This is my fifth time attending Oracle OpenWorld in as many years. The show, held on September 28-October 2 in San Francisco, drew a large crowd this year, topping 60,000 attendees from over 145 countries. I spent my time at the CX Central conference-within-a-conference, dedicated to Oracle's Sales, Service and Marketing cloud. I went to high-level vision sessions, road map sessions, and customer testimonials. I also spent a lot of time talking to systems integrators that have recently deployed these solutions. My impressions of this year are mixed. Here is why:

  • Oracle has deeply solidified its customer experience messaging. The vendor explains the importance on being focused on customer experiences that are in-line with customer expectations through the entire customer engagement journey, from researching to buying to using, and how few companies are doing a good job at delivering on expectations — a point that Forrester backs with a tremendous amount of research and data. Each session I attended led with a quick recap on the importance and value of delivering good CX, and this consistency was much appreciated.
  • There was an over-emphasis on technology as opposed to the business value that Oracle’s CRM solutions deliver. The banners and posters were about infrastructure, platform, cloud. Customer case studies were about “30% less customization; “20% greater efficiency; 40% faster.” What I found missing was the business value for the customer, articulated in better experiences that impacted top-line revenue.
  • For CRM, it’s all about the cloud. Oracle has finally embraced the cloud message, lagging behind others in the space. CRM is now sold “cloud first”.  I heard several times that Oracle sales reps are incentivized 6 times more when they sell cloud products.
  • Cloud CRM is not able to fulfill every customer’s needs – especially when deep industry-specific processes are required. Even through Oracle leads with cloud CRM, what they often end up selling are hybrid deployments of on-premise and cloud CRM; or even having system integrators host their on-premise products, such as Siebel, and license them via a subscription model. Many of the cloud CRM products are not at feature parity with Oracle’s on-premise products.
  • I didn’t see a tremendous amount of innovation in CRM. What I did see was a tactical emphasis on deeper integration between all the cloud properties that they have purchased to support different usage scenarios. This means that Oracle has put their cloud CRM framework in place by acquiring a set of disconnected vendor solutions, and is now trying to  knit them all together. Here is a partial list of cloud CRM solutions that Oracle has purchased in the last 3 years: TOA Technologies for cloud based field service (2014); LiveLOOK for cobrowsing (2014); Blue Kai a cloud big data platform for marketing personalization (2014); Responsys – cloud email marketing (2013); Compendium – cloud content marketing (2013); Eloqua – cloud marketing automation (2012); Collective Intelligence – cloud social intelligence (2012); RightNow – cloud customer service (2011)
  • Fusion CRM is dead. It was dead last year. And it is absolutely dead this year. I did not hear one word of Fusion. For example, it’s not Sales Fusion anymore; it’s the Sales Cloud.
  • The older CRM solutions (eBusiness Suite; CRM On Demand; Peoplesoft) are very much in the background. Sessions dedicated to these products were not part of CX Central. We know that Oracle will continue to support these products because of their Applications Unlimited policy.
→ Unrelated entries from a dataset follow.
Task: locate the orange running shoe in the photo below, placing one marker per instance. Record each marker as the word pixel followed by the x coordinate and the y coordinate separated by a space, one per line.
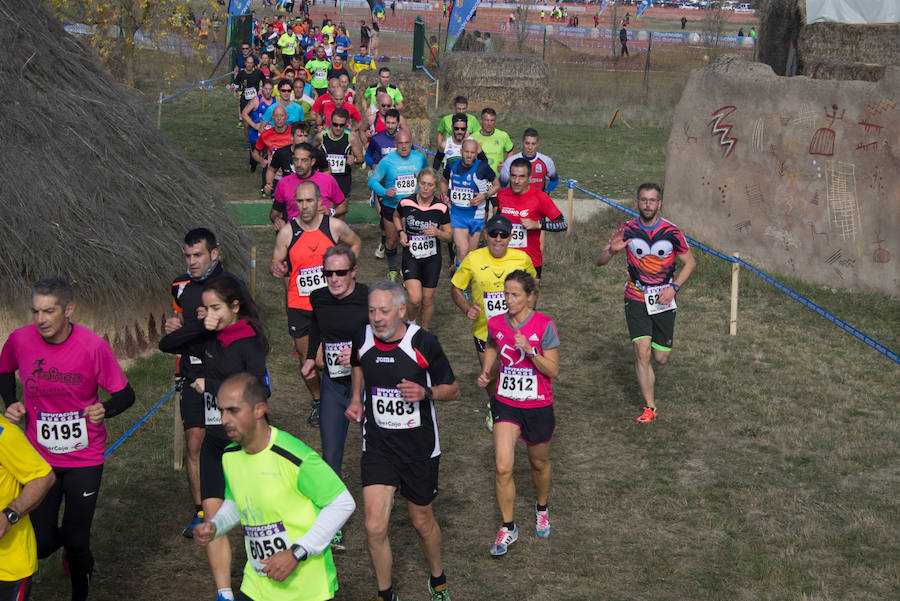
pixel 647 416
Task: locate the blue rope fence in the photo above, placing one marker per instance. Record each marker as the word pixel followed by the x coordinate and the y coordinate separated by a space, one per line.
pixel 861 336
pixel 140 421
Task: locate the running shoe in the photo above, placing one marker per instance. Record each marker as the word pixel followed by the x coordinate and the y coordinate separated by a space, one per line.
pixel 439 592
pixel 337 541
pixel 188 531
pixel 504 539
pixel 541 522
pixel 313 420
pixel 647 416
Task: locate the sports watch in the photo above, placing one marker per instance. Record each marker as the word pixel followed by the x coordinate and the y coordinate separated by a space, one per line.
pixel 298 552
pixel 12 516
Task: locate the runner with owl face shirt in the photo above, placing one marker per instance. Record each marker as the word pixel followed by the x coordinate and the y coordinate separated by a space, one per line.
pixel 652 245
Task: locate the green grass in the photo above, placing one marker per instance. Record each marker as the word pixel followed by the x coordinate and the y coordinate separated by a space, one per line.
pixel 771 473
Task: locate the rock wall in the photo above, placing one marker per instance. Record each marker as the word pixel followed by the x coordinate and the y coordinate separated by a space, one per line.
pixel 801 176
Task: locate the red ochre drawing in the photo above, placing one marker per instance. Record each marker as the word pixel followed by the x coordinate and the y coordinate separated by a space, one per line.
pixel 723 130
pixel 822 142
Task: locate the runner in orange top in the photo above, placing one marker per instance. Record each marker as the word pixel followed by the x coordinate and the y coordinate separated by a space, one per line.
pixel 299 248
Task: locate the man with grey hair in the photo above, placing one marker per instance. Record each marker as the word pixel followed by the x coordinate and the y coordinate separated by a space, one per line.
pixel 62 365
pixel 400 370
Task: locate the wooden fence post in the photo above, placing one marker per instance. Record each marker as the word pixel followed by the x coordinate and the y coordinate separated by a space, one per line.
pixel 253 271
pixel 571 183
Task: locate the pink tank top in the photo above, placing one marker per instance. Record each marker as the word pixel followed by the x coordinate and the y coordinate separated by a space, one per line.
pixel 520 383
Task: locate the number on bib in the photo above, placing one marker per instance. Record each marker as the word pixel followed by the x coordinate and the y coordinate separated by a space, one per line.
pixel 263 542
pixel 332 350
pixel 517 383
pixel 651 300
pixel 519 237
pixel 405 184
pixel 392 412
pixel 461 197
pixel 422 247
pixel 494 304
pixel 62 432
pixel 310 279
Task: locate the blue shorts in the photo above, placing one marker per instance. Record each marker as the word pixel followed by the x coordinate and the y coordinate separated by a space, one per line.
pixel 471 219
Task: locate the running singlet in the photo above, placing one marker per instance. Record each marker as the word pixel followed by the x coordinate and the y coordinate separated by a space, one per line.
pixel 464 184
pixel 279 493
pixel 19 462
pixel 336 151
pixel 399 173
pixel 487 274
pixel 452 151
pixel 58 382
pixel 391 425
pixel 414 219
pixel 650 254
pixel 534 205
pixel 520 383
pixel 305 262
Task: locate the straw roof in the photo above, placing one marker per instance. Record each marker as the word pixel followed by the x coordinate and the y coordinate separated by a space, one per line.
pixel 93 191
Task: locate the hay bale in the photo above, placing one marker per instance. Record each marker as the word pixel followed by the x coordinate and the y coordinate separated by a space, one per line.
pixel 416 88
pixel 506 82
pixel 825 50
pixel 94 191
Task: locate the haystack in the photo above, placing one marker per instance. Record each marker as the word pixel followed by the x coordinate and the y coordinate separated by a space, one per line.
pixel 505 82
pixel 825 50
pixel 93 191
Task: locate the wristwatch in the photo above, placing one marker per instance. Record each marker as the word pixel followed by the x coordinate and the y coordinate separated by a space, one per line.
pixel 298 552
pixel 12 516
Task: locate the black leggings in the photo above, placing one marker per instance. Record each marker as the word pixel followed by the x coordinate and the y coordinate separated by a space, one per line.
pixel 80 486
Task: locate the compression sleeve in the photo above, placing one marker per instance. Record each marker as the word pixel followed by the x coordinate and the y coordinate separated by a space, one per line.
pixel 226 518
pixel 119 402
pixel 375 180
pixel 438 159
pixel 556 225
pixel 8 388
pixel 551 183
pixel 328 522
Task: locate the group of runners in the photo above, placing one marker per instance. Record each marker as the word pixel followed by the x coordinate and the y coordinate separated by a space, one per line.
pixel 365 353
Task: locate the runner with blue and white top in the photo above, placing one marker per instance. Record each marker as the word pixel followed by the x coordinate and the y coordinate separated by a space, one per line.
pixel 395 178
pixel 468 183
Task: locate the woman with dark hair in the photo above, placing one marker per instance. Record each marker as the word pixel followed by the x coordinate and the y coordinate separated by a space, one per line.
pixel 232 342
pixel 526 344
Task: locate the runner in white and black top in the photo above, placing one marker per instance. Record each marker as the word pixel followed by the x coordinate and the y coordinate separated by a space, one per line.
pixel 401 369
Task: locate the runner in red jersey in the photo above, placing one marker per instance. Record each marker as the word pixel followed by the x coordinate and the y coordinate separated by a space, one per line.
pixel 526 344
pixel 651 244
pixel 62 365
pixel 530 211
pixel 299 248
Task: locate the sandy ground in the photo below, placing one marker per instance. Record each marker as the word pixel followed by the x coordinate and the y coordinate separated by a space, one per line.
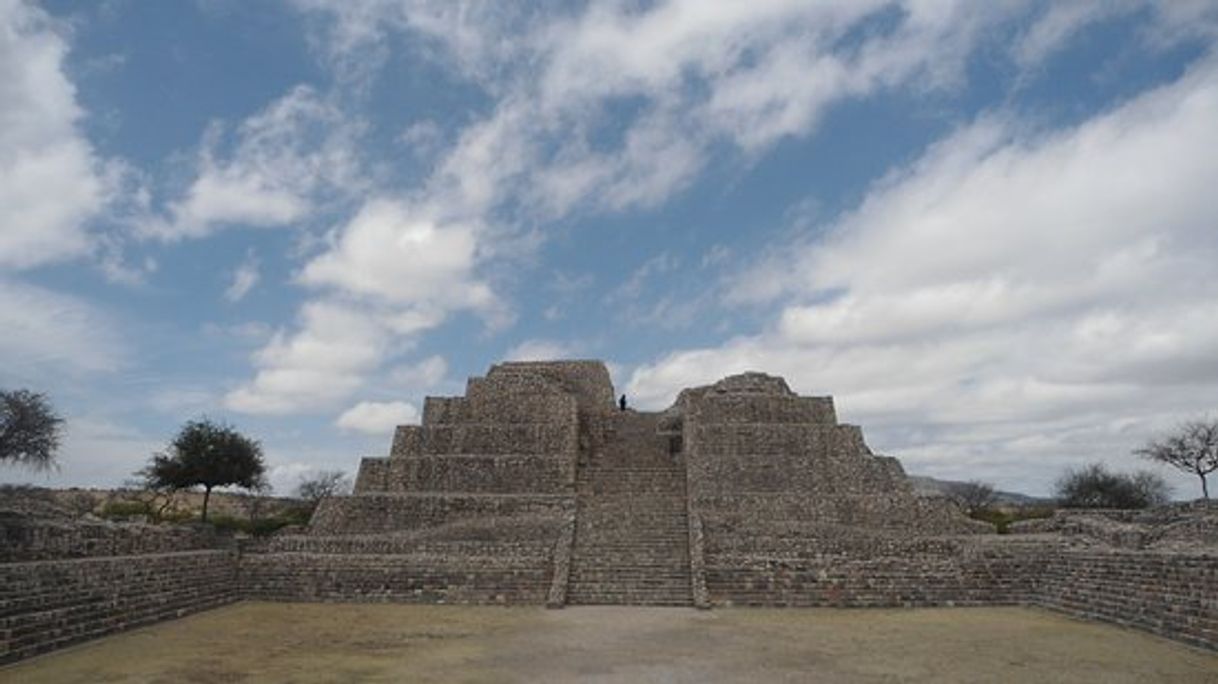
pixel 308 643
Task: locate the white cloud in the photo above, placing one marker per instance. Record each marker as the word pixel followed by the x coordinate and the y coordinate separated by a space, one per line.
pixel 244 279
pixel 288 160
pixel 52 181
pixel 96 452
pixel 1013 301
pixel 424 375
pixel 317 366
pixel 45 331
pixel 398 254
pixel 374 418
pixel 541 351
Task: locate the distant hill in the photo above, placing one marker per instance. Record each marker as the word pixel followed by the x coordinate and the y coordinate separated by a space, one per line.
pixel 931 486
But this strategy comes at a price
  • One legacy CRM product that still gets a lot of attention is Siebel. Siebel is a mature product, and the road map that was presented is comprehensive and addresses some of the existing product’s shortcomings. For example, the Siebel UI has often been viewed as having usability issues. The new Siebel Open UI — released a year and a half ago, and reaching a point of wider adoption this year — addresses this pain point very well; demos and customer examples backed this up.

Net, net the show was good: the cloud messaging  for CRM was clear and consistent, even though Oracle has been late to the game. Some case studies were stellar. Roadmap sessions were mixed – some very detailed and others lacking depth. The product demos at CX Central were well done by knowledgeable sales engineers, Oracle has done a good job at acquiring a multitude of cloud CRM properties that uphold their CX strategy. Now the hard work starts in putting this ecosystem together.